Monday, October 15, 2007

I had a lot of trouble finding a copy of City of Glass, and ended up just reading it in a reading room at the library, which was a shame because after reading it I wanted to take it home and absorb it and really get to think about it. I liked it very much. I've read about Paul Auster (though not actually read him), and I would be very interested to see his representation of this story, because after reading it as a comic I can't imagine it any other way.

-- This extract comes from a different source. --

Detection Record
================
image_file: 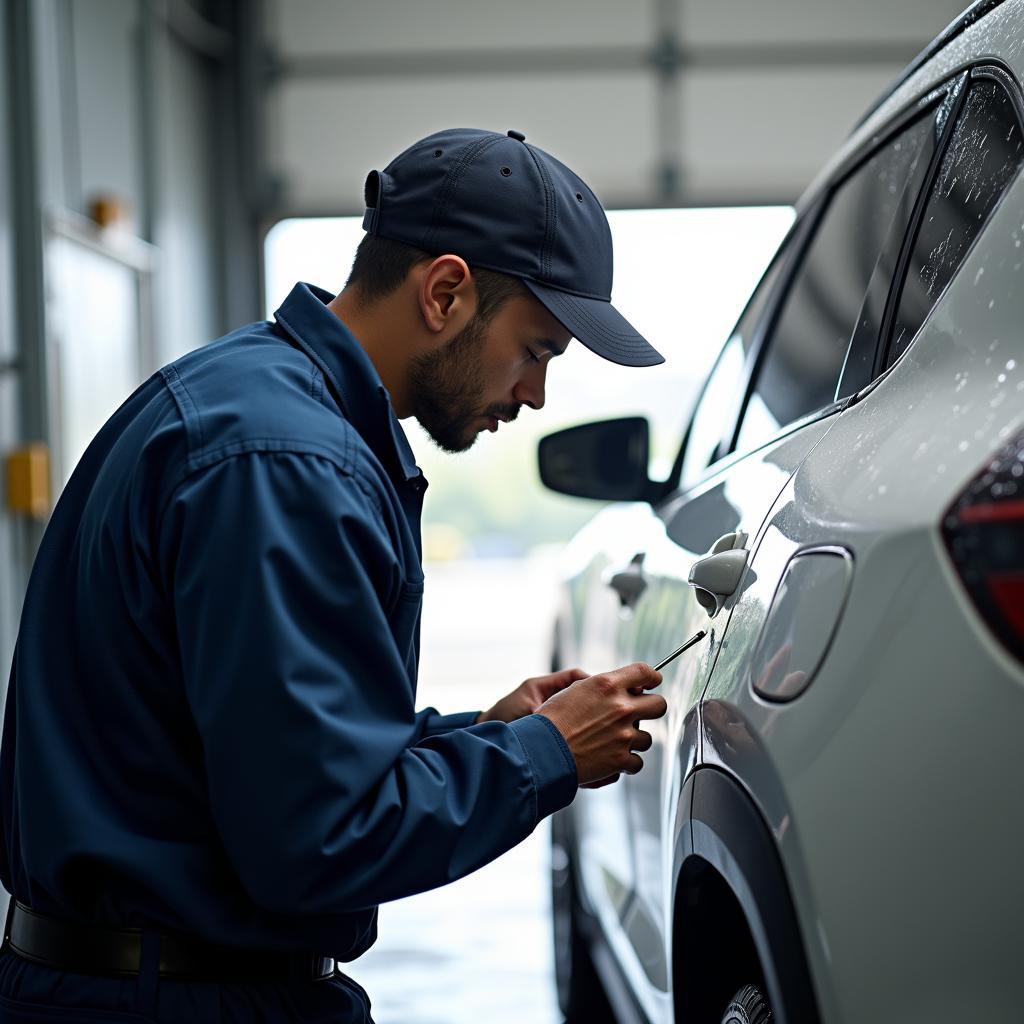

Dave Mazzuchelli's art was familiar to me from Batman Year One, and I was pleased to see him again employing the noirish clarity he used in that book- his work isn't just dark and gritty, its stark, focused, unmistakable. In Batman it lent a dose of reality to the work, and here it grounds it, so that even as the story spirals out of sanity the visual touchstones make sure we never lose it. There were so many points where he employed visual suggestions that would have been impossible, not only in any other medium, but in any other style. For example, when he speaks of the city as the labrynth, the lines faze effortlessly from city to maze in a way that is only possible because the city was being portrayed in clear, cartoonish simplicity in the first place.

The story itself recalled some of the Manhattan in the 70's wierdness of Donald Barthelme. The "characters meet the author" trope is a common one- Grant Morrison, Stranger than Fiction and Cerebus have all made use of it. But by adapting the story the dynamic is shifted slightly, characters are no longer meeting their creator, but their inspiration, the creator once removed.

Stillman's monologue was incredible, visual trickery that was absolutely essential to the text. I couldn't imagine it any other way.